Over the next four months 8% of our total national capacity is to be shut down as several coal and oil-fired power stations are taken off line. Over the next three years we will lose 25% of our power generation as ageing and polluting generators are switched off.
Pylons.jpgThat would be fine if we had something to step into the breach, but the Government is fiddling while the last of the fossil fuel is burned.  It has a clear vision of where it wants to be in 2020 and 2030 in terms of new types of low carbon generation – but what do we do in the meantime? Renewables currently account for less than 10% of our needs and even the head of our energy regulator Ofgem doesn’t have any real answers.
Alistair Buchanan gave this year’s CIBSE Annual Lecture at the Wellcome Foundation. The audience filtering out afterwards looked visibly shocked. Not surprising as Ofgem’s chief executive had just told them the UK could have no spare capacity at all in three years time – at best it will have 4%. The regulator’s already gloomy predictions about an energy gap have just been pulled forward by two years.
The answer to the question posed by his lecture title: “How secure is Great Britain's electricity and gas supply over the next decade?” was “not very”.
We have already had one very close call. During the very cold winter of 2010/11, Centrica said it would run out of gas on February 19. By sheer chance, we then had the warmest January and February on record and got out of jail.

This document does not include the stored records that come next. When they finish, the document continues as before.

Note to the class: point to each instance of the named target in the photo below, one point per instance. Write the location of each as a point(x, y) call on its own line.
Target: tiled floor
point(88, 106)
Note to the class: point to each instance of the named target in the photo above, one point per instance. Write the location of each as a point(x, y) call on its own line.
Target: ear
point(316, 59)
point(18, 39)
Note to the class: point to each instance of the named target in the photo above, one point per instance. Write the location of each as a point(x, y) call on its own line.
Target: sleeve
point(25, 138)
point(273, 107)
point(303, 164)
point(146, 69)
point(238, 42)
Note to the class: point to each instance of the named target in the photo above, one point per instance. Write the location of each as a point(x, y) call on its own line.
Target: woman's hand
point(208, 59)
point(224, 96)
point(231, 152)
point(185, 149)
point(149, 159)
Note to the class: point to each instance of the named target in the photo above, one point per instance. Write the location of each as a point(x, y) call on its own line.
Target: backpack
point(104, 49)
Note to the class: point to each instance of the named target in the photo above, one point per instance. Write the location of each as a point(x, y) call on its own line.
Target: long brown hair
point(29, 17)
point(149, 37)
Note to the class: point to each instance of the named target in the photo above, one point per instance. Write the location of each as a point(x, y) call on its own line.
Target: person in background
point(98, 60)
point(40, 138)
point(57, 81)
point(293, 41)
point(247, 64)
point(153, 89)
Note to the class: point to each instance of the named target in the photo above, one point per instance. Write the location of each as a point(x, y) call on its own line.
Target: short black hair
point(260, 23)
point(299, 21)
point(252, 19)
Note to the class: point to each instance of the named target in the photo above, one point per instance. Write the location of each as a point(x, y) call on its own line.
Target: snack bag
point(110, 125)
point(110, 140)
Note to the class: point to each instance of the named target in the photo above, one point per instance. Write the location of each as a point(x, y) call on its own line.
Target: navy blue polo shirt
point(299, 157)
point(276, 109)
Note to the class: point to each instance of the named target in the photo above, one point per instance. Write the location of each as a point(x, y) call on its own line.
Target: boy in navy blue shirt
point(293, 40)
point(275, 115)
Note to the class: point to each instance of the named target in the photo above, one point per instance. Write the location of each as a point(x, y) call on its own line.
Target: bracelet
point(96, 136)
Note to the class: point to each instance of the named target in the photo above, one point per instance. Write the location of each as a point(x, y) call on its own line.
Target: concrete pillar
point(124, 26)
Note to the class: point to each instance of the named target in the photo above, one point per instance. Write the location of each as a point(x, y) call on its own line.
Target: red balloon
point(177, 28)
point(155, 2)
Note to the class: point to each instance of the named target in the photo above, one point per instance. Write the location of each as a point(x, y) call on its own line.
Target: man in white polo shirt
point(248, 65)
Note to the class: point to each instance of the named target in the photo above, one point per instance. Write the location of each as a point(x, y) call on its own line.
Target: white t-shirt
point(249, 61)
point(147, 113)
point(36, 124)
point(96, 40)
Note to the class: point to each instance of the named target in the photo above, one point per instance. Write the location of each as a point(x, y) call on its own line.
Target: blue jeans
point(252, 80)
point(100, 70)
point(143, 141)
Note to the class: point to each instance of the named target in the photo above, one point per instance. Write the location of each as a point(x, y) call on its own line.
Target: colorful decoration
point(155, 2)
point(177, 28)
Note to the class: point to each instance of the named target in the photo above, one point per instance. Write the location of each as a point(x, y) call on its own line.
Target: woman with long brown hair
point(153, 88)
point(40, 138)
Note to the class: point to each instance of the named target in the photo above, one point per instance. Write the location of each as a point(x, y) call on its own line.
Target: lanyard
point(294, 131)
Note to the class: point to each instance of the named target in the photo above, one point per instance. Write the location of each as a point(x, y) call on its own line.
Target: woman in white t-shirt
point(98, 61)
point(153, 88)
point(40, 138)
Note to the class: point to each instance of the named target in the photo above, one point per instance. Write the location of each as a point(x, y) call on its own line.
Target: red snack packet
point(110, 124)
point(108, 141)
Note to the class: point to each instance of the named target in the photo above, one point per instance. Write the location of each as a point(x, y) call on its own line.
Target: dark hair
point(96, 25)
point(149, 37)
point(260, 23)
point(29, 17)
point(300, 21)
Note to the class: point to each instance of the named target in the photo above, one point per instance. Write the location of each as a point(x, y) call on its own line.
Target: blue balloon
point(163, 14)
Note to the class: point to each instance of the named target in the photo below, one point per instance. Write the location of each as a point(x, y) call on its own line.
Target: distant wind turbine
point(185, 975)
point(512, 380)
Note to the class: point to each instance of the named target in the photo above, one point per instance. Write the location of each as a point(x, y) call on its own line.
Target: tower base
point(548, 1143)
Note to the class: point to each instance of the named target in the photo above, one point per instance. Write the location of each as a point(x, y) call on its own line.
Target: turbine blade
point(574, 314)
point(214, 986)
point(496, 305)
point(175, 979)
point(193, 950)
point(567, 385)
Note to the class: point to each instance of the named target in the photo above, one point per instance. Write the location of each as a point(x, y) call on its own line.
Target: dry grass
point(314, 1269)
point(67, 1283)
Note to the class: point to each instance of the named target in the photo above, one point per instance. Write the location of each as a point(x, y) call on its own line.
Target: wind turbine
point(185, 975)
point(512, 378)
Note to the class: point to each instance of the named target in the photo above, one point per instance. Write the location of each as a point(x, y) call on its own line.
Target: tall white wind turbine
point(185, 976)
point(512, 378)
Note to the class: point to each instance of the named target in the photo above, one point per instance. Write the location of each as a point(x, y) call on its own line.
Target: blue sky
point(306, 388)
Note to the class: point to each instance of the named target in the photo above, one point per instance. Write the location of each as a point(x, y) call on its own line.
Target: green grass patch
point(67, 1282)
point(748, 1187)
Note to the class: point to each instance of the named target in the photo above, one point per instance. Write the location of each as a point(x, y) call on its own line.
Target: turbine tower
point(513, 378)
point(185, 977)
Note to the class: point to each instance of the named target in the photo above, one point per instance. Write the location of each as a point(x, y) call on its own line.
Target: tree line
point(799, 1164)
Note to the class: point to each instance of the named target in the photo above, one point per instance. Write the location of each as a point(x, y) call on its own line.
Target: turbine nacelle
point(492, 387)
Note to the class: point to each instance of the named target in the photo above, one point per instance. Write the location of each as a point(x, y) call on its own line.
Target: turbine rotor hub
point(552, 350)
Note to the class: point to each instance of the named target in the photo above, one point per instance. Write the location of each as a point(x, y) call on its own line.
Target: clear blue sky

“The Government’s visionary energy policies have been sucked into the financial crash,” said Mr Buchanan, who has been in charge of Ofgem since 2003. “Just at the time we were expecting to lead the world in energy renewal, we had the carpet pulled from under our feet.”
Expensive
He added that the country’s renewables development programme was moving “profoundly slowly” with offshore wind proving very expensive. Currently our electricity costs around £50 per MW to produce, but if we switch over to wind the cost rises to between £160 and £180. The country’s one major biomass development (Siemens/Drax) is on hold. He also pointed out that, although we are a gas import/export hub for Western Europe, we do not have anything like enough gas storage capacity for our own needs when traditional generators are gone.
“The UK’s power demand is falling, but our capacity is falling faster,” he said.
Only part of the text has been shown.